Overall, the operating system is very functional. The animations aren’t very smooth (the Band Zero’s animations were smooth) but that might be due to the display.
On the phone side, the software used to interact with the watch is called Huawei Wear. The main screen shows your step and distance info, your exercise times throughout the week, heart rate data, sleep data, and a section for creating a workout plan. Pressing on any of these displays will give you more info.
The workout plan feature is touted by Huawei and will allow you to make a workout plan for various running distances (5km, 10km, 13.1 miles, and 26.2 miles). This will give you a goal to work towards that will grow as time goes on.
The app itself is a bit stuttery but very functional. The animations aren’t always smooth in comparison to other apps. It has also crashed a few times, but updates seem to have fixed this.
A nice touch is that there’s a link to the user manual for the device when you first connect it.
This wearable weighs practically nothing and its strap is soft silicone. It’s incredibly comfortable and wearing it every day is no issue at all.

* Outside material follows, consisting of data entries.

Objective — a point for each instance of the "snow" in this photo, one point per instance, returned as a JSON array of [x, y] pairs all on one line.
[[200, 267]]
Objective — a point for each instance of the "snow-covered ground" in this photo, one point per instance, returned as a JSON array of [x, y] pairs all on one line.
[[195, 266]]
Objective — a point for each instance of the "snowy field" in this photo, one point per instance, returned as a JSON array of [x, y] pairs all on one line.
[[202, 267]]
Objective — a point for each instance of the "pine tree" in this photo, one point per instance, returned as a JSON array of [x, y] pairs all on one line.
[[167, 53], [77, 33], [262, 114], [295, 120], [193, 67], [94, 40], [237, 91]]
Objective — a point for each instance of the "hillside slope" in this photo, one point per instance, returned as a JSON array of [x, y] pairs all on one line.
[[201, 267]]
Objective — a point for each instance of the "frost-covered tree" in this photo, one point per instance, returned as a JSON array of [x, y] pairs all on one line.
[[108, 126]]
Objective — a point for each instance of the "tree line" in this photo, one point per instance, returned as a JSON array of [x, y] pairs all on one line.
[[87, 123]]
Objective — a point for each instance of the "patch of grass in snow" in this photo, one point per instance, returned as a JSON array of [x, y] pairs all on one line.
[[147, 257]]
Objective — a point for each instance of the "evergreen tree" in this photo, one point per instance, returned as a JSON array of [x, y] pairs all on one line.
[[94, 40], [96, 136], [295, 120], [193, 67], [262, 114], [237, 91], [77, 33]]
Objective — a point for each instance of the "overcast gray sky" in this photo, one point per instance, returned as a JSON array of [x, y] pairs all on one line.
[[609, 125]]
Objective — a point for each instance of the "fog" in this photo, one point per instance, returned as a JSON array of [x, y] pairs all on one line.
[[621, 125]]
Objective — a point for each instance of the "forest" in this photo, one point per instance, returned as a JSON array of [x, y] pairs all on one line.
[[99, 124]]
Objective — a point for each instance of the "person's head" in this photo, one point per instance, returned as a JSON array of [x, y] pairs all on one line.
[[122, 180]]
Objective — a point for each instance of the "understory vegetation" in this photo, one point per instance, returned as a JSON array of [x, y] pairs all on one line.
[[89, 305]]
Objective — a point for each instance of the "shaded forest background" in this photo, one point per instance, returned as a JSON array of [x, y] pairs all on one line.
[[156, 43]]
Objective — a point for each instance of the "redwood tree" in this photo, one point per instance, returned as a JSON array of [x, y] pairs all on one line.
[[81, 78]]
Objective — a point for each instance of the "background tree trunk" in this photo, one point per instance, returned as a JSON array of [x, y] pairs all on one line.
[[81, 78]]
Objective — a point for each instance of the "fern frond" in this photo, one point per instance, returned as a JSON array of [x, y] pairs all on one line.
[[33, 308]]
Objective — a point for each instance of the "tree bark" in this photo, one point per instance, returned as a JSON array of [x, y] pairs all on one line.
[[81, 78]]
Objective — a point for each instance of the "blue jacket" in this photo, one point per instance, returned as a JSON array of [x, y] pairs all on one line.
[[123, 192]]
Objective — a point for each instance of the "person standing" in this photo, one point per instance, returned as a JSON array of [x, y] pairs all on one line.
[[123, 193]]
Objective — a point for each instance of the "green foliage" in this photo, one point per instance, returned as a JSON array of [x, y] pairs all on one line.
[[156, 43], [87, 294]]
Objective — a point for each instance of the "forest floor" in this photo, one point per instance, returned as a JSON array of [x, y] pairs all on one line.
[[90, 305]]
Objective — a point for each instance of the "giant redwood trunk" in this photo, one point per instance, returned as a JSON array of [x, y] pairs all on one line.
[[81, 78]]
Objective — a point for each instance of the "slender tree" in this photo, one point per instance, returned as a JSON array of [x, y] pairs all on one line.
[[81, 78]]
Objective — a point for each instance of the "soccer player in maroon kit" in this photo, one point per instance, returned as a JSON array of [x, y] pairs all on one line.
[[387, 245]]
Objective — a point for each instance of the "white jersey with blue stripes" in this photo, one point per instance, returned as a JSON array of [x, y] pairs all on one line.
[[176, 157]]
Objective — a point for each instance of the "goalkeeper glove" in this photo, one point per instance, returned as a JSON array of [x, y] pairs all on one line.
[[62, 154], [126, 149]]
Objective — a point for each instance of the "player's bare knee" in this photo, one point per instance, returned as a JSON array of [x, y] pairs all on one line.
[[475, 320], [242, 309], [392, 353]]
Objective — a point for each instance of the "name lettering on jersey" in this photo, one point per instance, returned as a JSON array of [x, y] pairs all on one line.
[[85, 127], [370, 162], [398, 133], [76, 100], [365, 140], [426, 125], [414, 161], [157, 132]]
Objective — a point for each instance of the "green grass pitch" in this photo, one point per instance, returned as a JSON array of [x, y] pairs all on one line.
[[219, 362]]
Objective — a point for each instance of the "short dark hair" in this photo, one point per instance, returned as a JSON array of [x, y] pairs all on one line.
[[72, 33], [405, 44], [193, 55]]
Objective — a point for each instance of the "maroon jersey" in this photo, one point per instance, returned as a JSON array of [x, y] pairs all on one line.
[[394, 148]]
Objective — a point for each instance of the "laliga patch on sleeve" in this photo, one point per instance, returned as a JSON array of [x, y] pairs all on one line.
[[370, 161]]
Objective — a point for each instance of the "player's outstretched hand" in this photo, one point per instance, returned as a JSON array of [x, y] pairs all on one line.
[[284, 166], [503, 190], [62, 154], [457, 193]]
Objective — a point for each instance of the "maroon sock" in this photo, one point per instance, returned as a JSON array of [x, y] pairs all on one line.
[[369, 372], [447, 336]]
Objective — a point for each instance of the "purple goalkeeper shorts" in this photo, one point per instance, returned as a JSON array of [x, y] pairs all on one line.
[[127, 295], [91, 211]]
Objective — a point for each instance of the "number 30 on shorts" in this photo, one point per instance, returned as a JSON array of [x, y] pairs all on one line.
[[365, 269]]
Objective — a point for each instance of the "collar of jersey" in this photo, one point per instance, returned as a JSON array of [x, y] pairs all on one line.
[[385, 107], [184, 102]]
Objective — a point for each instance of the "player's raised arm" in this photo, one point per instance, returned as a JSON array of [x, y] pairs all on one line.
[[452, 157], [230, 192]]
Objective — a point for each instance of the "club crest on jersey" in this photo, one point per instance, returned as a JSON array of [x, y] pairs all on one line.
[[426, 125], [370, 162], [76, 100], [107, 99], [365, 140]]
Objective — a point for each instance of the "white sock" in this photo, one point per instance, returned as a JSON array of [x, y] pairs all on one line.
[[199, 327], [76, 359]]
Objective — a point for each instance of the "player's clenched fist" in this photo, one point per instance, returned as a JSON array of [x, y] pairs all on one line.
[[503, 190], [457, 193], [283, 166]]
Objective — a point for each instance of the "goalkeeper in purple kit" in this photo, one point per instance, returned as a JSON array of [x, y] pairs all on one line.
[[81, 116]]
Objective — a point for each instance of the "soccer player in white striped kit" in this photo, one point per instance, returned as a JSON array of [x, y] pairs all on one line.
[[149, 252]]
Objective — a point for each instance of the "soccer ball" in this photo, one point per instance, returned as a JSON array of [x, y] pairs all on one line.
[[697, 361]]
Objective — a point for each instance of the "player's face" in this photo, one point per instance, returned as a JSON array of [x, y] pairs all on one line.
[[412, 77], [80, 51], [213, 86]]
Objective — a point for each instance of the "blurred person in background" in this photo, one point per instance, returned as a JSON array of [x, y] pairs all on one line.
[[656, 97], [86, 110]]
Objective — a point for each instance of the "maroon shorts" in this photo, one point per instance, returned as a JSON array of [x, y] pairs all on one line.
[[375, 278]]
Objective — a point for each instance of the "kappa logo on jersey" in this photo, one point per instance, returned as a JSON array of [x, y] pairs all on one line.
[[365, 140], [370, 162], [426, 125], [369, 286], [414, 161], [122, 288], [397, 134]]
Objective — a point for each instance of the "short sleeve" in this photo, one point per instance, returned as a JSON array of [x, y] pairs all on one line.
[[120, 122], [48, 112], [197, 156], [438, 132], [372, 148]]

The body is aluminum and is made very well. The glass on the front doesn’t scratch easily during daily use. The band is of high quality and is easily replaced if it is damaged.
The only issue with the build quality is that the aluminum is quite soft. When it scuffs, you can see raw aluminum underneath, which is common with powdercoated finishes. It could stand to be a little more durable.
Despite the backlit display and the tiny 80 mAh battery, this watch is advertised with a 6 day battery life with constant heart rate monitoring enabled. In my testing, this is exactly what I consistently got. Not having to charge it daily is a big plus, especially since it tracks your sleeping habits and can be worn at night.
The charger is easy to use and snaps on. It’s not particularly finicky like other magnetic chargers and centers itself every time. It can fully charge the watch in under one and a half hours.
The Huawei Fit is a very competent fitness tracker. It may not have the best companion app on the market, but it has the hardware down. With a nice display, amazing battery life, and a comfortable design, it’s definitely a winner in my book.